In Smith v. Farmers Mutual Ins. Asso., 111 Ga. 737 (36 S. E. 957), Mr. Justice Cobb, after discussing the Brown case, supra, said that “ The case of Ingram v. Little is expressly referred to in the opinion, and the doctrine therein announced virtually repudiated. In Weaver v. Carter, 101 Ga, 213, Mr. Chief Justice Simmons says, in effect, that the decision in Ingram v. Little was practically overruled in Brown v. Colquitt. . . It may be safely said, in view of the foregoing, that the doctrine announced in Ingram v. Little is not, at this time, to be regarded as the law of this State.” Thus it will be seen that the learned judges who have written about the Ingram ease have dealt it some terrific blows; but the fact remains that it has never been expressly overruled by this court, nor has the legislature of the State changed the law. And until this is done, it must be recognized as the law of Georgia. And the doctrine announced in the Ingram case has been followed in cases subsequently to the cases in which the Ingram case was criticised. See the Lynch and Neely cases in 138 Ga., and the Henderson case in 147 Ga., supra. The Drumright case proceeds upon the idea that the execution of a deed must be under seal; but, as shown above, that is not necessary in this State. And the rule laid down in that case has never been followed in this State.
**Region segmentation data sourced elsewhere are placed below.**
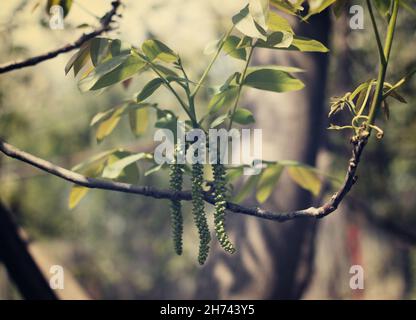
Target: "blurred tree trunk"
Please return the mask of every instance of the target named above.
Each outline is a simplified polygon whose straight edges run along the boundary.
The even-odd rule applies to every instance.
[[[0,202],[0,261],[28,300],[56,300],[54,291],[19,234],[10,212]]]
[[[307,24],[298,24],[296,32],[327,44],[330,25],[326,11]],[[325,127],[322,119],[328,55],[258,50],[254,63],[306,70],[304,90],[285,94],[250,90],[246,101],[255,106],[256,127],[263,129],[263,159],[292,159],[314,165]],[[277,189],[272,200],[265,204],[271,209],[303,208],[312,202],[310,194],[286,176],[281,178]],[[279,224],[229,214],[227,226],[238,252],[229,256],[215,245],[208,264],[198,275],[198,298],[302,297],[312,275],[315,221]]]

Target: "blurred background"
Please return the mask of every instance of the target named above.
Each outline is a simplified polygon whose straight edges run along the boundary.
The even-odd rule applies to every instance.
[[[2,4],[0,63],[69,43],[86,31],[77,26],[96,25],[96,17],[110,8],[110,1],[74,0],[65,29],[51,30],[44,3],[39,7],[36,3]],[[221,37],[246,1],[123,3],[118,29],[109,36],[137,46],[149,37],[160,39],[180,53],[190,77],[197,79],[210,59],[203,54],[207,43]],[[354,3],[364,6],[364,1]],[[350,17],[345,11],[335,20],[326,11],[308,24],[293,21],[297,34],[321,40],[330,47],[329,54],[257,51],[254,64],[278,63],[307,71],[302,76],[306,89],[297,93],[244,90],[255,127],[263,129],[264,159],[302,161],[342,179],[350,157],[349,136],[326,130],[329,98],[376,77],[378,60],[370,19],[365,16],[363,30],[351,30]],[[416,65],[415,30],[415,17],[401,13],[389,69],[392,83]],[[127,89],[117,85],[101,94],[83,94],[72,74],[65,76],[70,56],[0,75],[2,138],[65,168],[113,147],[148,150],[153,141],[150,129],[137,139],[122,119],[125,124],[97,144],[89,123],[97,112],[132,97],[151,78],[133,79]],[[210,84],[223,83],[241,67],[240,62],[221,57]],[[64,299],[412,299],[416,297],[415,88],[413,80],[402,89],[408,103],[392,102],[388,122],[380,117],[385,137],[371,139],[359,181],[338,211],[320,221],[284,224],[229,214],[227,225],[237,253],[229,256],[214,244],[204,267],[196,262],[197,232],[188,206],[185,250],[178,257],[172,249],[165,200],[93,190],[69,210],[69,183],[4,156],[0,198],[45,276],[51,275],[52,265],[63,266],[65,289],[56,293]],[[208,98],[201,99],[200,106]],[[157,100],[176,108],[164,91]],[[138,184],[167,188],[167,179],[166,172],[158,172],[142,175]],[[265,207],[296,209],[318,200],[284,176]],[[253,196],[247,203],[254,201]],[[0,248],[4,245],[0,243]],[[353,265],[363,267],[364,290],[349,286]],[[21,298],[0,264],[0,299]]]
It was said by Mr. Justice Evans in Lynch v. Poole, supra, that if an instrument executed by an agent be under seal, the agent’s authority to make it must likewise be under seal, although it may evidence a contract not required to be under seal to give it validity; citing Pollard v. Gills, 55 Ga. 45. And that is this case. What-< ever the rule may be in other jurisdictions, this court has held, with the exception of the Drumright case, that where an agent executes an instrument, whether it is required to he under seal or not, his authority to execute under seal must also be under seal, And the Ingram case, being older than the Drumright case, will control.
We are asked to examine and overrule the cases holding to the contrary of the Drumright case. We have examined these cases, and decline to overrule them.
2. It is argued that even if the ruling in the Ingram case, and the other cases of like import, is not to be overruled, the defendant *408has ratified the act of the agent and she is still bound by the contract, inasmuch as rent notes were executed by the lessee, payable to the lessor, and were delivered to the agent for the lessor. There is nothing in the record to show that the defendant has ever ratified the execution of the rent notes by accepting them verbally, in writing, or otherwise; On the contrary, it is alleged that she declined to yield possession of the premises to the plaintiff under the contract; and there is no allegation that she did anything which could be held a ratification of the contract executed by the agent under seal, or that the defendant has estopped herself in any way. In fact her whole attitude, as gathered from the whole petition, is one of repudiation of tire entire contract.
The court did not err in sustaining the demurrer and in dismissing the case.
Judgment affirmed.
All the Justices concur, except Gilbert, J., disqualified.